ESP32-S3-BOX manual setup

I just got started with voice control, using an ESP32-S3-BOX. I hit some snags when setting it up. I’m going to share my observations in this post in case someone else runs into the same problems…

The tutorial for the ESP32-S3-BOX says that you need “Chrome or Edge browser on a desktop (not Android/iOS)” and then continues with “Make sure this page is opened in a Chromium-based browser”. Note that “this page” is not a link, it’s literally the tutorial page.

I was using Firefox and despite the “If your browser does not support web serial, you will see a warning message indicating this instead of a button” comment I got no such warning, so I missed that I should have opened that page in Chrome.

The next snag was that I was using a USB-C-to-USB-A cable to connect the box. That powers up the box, but does not expose the necessary serial port for flashing it. One has to use a USB-C-to-USB-C cable. With that I got a new /dev/ttyACM0 when connecting the box to my Linux laptop. Other users had permission issues and conflicts with brltty, but that was okay for me.

At this point, following the tutorial in Chrome probably would have worked for me. But instead, I manually installed esphome and checked out GitHub - esphome/wake-word-voice-assistants. I created an esphome-config directory and created a secrets.yaml file there:

wifi_ssid: "<my wifi network name>"
wifi_password: "<my wifi password>"

As config, I created a symlink to esp32-s3-box.yaml in the same directory and made the following changes:

diff --git a/esp32-s3-box/esp32-s3-box.yaml b/esp32-s3-box/esp32-s3-box.yaml
index 47c0b74..de43a58 100644
--- a/esp32-s3-box/esp32-s3-box.yaml
+++ b/esp32-s3-box/esp32-s3-box.yaml
@@ -34,8 +34,8 @@ substitutions:
   micro_wake_word_model: okay_nabu
 
 esphome:
-  name: ${name}
-  friendly_name: ${friendly_name}
+  name: esp32-s3-box
+  friendly_name: ESP32-S3-BOX
   min_version: 2024.9.0
   name_add_mac_suffix: true
   platformio_options:
@@ -61,6 +61,9 @@ esp32:
       CONFIG_ESP32S3_DEFAULT_CPU_FREQ_240: "y"
       CONFIG_ESP32S3_DATA_CACHE_64KB: "y"
       CONFIG_ESP32S3_DATA_CACHE_LINE_64B: "y"
+    # PO: https://github.com/esphome/wake-word-voice-assistants/issues/43#issuecomment-2552029335
+    version: 4.4.8
+    platform_version: 5.4.0
 
 psram:
   mode: octal
@@ -75,6 +78,9 @@ external_components:
     refresh: 0s
 
 api:
+  # PO: from "esphome dashboard" config
+  encryption:
+    key: "<random 32 bytes, base64 encoded ?>" # dd if=/dev/random count=32 bs=1 status=none | base64
   on_client_connected:
     - script.execute: draw_display
   on_client_disconnected:
@@ -83,11 +89,18 @@ api:
 ota:
   - platform: esphome
     id: ota_esphome
+    password: "<random 32 characters, hex>"
+
 logger:
   hardware_uart: USB_SERIAL_JTAG
 
 wifi:
+  # PO: from "esphome dashbard" config.
+  ssid: !secret wifi_ssid
+  password: !secret wifi_password
   ap:
+    ssid: "Esp32-S3-Box Fallback Hotspot"
+    password: "<random 12 characters, alphanumeric>"
   on_connect:
     - script.execute: draw_display
   on_disconnect:

With that, I can manually update the box:

esphome/bin/esphome run --device=/dev/ttyACM0 esphome-config/esp32-s3-box.yaml

Let me repeat: when opening the tutorial in Chrome, none of this is necessary.
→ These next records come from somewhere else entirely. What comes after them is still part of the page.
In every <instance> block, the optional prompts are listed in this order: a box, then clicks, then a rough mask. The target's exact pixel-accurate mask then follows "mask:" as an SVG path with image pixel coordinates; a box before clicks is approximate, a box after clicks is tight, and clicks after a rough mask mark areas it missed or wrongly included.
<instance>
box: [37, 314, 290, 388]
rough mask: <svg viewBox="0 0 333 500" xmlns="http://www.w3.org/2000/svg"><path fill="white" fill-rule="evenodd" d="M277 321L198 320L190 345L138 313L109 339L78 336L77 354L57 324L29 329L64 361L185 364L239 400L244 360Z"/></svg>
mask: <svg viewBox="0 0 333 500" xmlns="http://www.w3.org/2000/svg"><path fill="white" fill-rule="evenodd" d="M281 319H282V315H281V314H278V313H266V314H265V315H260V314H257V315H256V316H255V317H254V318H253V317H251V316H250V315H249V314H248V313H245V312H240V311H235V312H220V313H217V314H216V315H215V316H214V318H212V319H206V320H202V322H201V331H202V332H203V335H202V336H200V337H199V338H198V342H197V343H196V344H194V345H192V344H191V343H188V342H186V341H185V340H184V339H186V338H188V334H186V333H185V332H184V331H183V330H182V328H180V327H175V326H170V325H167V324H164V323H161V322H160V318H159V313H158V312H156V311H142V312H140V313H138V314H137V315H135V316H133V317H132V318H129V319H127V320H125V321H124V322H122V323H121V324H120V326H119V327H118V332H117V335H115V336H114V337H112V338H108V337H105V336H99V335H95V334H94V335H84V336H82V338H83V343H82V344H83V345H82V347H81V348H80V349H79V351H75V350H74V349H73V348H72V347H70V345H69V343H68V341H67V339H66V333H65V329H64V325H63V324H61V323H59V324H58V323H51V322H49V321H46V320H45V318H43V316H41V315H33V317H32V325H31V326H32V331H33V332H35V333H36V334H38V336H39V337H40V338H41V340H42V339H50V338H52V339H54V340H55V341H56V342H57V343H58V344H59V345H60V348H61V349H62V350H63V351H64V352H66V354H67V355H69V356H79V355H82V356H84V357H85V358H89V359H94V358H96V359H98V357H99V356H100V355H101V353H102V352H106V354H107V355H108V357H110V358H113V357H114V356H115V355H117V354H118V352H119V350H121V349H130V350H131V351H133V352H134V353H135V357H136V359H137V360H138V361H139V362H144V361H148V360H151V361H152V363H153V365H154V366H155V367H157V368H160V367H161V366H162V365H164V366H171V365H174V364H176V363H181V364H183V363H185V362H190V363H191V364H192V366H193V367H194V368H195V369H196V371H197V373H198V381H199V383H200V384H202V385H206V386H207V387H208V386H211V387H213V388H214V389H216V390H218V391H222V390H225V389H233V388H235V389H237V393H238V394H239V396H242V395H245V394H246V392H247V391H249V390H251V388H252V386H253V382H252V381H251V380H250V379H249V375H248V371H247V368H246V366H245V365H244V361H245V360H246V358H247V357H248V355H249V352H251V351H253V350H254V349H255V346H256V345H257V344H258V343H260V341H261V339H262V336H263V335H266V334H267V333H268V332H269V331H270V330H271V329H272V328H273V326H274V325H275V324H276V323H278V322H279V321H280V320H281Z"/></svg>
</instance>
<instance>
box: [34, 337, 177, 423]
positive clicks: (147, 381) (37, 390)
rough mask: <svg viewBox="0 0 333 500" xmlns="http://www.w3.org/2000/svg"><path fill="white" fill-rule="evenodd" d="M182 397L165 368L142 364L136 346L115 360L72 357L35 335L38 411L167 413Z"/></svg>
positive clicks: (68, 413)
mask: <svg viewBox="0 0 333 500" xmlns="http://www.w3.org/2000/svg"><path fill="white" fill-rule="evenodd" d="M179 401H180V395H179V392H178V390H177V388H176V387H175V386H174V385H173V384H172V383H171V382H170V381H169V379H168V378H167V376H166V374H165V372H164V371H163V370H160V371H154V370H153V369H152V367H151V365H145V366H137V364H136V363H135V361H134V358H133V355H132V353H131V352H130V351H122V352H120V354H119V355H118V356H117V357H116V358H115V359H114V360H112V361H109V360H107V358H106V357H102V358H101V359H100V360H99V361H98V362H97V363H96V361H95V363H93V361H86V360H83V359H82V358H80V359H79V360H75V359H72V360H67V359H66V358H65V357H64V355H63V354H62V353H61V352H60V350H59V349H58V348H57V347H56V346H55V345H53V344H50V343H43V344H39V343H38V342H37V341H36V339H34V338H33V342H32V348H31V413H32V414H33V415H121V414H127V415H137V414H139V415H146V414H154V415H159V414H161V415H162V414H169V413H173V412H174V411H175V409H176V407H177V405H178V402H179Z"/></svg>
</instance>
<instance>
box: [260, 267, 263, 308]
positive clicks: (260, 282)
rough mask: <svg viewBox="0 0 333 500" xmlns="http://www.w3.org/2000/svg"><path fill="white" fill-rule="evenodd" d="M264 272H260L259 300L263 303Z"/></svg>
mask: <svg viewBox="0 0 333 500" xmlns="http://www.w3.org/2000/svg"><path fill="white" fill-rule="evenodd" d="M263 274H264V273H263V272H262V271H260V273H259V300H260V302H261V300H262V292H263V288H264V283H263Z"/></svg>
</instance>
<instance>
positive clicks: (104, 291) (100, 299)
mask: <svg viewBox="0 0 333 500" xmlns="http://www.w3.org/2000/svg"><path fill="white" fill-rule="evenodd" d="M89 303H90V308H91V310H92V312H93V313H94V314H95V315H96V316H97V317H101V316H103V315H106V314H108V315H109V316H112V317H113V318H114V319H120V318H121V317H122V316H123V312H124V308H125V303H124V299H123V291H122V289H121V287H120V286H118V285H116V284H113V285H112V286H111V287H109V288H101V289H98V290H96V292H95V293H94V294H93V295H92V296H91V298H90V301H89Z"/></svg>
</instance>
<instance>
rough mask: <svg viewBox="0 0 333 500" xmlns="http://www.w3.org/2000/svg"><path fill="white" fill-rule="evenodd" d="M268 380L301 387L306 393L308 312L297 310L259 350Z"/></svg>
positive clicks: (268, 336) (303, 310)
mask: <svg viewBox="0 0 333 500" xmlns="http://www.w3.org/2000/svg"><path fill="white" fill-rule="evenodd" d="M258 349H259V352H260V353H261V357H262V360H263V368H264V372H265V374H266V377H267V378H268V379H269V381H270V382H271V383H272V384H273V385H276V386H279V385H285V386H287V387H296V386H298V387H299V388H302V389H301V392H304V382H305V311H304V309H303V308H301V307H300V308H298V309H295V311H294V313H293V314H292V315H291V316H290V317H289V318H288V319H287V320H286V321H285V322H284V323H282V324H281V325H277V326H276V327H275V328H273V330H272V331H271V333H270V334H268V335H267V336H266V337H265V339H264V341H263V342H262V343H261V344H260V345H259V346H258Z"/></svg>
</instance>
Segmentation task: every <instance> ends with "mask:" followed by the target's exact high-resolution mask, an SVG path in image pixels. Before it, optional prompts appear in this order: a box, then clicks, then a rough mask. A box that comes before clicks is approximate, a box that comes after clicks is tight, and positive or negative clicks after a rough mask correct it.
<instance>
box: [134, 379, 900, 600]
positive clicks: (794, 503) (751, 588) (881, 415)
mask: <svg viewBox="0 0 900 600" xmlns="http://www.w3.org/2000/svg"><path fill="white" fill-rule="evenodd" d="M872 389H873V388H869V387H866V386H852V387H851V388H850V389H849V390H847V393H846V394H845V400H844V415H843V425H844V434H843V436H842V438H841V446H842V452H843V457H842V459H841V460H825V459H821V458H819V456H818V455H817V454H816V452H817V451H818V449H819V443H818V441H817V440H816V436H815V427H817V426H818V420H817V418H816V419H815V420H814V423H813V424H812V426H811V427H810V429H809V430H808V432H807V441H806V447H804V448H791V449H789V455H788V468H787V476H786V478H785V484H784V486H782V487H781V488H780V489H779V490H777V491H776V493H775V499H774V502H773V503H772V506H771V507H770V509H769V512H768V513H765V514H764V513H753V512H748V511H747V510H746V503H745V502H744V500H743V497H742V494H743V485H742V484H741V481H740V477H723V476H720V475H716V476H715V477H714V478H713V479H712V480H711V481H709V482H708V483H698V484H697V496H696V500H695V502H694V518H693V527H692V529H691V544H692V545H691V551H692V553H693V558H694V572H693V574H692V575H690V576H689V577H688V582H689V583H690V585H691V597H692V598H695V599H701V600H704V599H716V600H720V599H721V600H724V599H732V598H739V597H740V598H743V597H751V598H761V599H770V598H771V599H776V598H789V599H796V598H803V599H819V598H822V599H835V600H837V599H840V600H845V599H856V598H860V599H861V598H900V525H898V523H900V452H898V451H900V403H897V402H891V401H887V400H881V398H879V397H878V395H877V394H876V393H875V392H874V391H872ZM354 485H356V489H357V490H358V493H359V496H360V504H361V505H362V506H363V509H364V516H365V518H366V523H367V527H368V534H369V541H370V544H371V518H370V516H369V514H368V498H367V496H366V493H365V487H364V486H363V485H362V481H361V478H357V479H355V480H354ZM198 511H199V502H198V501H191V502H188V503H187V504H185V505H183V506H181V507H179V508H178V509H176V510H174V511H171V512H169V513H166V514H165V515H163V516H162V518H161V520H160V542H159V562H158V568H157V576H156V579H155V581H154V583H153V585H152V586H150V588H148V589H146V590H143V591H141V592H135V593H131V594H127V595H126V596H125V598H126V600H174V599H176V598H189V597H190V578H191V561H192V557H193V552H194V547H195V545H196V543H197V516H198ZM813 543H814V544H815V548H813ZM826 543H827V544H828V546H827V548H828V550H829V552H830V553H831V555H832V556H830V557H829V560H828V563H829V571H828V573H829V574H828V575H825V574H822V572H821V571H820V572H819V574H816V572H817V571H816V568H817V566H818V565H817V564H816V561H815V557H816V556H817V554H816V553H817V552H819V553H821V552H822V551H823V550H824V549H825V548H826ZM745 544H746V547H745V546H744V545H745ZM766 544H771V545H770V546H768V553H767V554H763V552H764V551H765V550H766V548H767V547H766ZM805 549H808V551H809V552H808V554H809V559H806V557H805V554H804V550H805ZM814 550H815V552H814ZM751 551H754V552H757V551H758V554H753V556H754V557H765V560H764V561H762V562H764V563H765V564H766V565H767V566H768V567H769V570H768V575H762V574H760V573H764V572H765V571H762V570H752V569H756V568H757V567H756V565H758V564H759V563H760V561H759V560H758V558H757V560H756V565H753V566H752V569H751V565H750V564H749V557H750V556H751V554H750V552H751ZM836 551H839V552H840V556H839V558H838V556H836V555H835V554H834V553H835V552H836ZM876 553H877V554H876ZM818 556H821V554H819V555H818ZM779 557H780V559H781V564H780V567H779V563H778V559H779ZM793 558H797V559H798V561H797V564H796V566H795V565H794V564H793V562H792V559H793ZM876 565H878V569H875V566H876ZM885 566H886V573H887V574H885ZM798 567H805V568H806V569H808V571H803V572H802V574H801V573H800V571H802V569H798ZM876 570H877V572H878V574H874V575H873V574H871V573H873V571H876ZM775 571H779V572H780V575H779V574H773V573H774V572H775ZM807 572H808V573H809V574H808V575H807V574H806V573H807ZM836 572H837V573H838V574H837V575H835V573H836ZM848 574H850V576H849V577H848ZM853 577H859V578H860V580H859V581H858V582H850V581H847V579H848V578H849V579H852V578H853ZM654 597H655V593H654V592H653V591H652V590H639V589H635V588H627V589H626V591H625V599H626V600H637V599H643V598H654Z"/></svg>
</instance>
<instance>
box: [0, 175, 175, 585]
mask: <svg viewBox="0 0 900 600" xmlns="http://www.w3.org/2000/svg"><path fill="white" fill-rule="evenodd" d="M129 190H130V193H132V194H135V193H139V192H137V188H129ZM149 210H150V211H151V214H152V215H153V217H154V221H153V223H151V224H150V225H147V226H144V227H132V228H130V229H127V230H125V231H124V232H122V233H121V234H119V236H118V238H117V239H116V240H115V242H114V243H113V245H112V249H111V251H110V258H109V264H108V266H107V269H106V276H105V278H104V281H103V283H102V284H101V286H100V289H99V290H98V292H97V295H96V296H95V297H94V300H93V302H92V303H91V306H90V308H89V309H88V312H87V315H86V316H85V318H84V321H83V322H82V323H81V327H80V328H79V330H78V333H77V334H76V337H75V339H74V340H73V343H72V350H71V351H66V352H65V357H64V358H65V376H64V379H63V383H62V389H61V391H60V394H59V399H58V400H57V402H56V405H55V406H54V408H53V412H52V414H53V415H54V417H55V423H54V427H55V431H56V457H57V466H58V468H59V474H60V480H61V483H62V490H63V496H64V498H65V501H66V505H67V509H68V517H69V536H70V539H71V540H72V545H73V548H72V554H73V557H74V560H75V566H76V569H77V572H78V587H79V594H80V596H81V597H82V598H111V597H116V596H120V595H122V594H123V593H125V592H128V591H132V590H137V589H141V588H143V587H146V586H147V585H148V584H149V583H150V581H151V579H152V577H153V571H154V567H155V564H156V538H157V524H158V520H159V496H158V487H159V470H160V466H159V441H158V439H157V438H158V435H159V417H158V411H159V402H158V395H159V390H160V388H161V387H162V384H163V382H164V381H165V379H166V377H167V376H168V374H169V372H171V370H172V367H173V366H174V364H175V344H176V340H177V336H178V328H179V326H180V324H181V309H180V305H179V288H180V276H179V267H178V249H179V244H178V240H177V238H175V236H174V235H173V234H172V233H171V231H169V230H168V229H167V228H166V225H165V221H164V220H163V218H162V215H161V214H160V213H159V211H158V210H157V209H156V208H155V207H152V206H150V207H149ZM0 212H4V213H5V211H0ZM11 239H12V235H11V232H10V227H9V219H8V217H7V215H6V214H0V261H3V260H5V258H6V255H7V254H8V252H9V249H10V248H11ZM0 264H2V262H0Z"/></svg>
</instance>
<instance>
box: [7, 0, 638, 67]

But I’m now glad that I have it set up, because now I can experiment with changes to the configuration. And I learned something :grinning:

you can use a usb c to usb a - it just needs to be a data cable and not a charge only cable. if you are looking for other things you can do with the S3 Box 3 then you might want to check this project out :wink: GitHub - BigBobbas/ESP32-S3-Box3-Custom-ESPHome: Custom ESPHome config for ESP32-S3-Box-3 with sensors and touchscreen

You are probably right. I have no idea where that USB-C-to-USB-A cable came from, so it might very well be just for charging.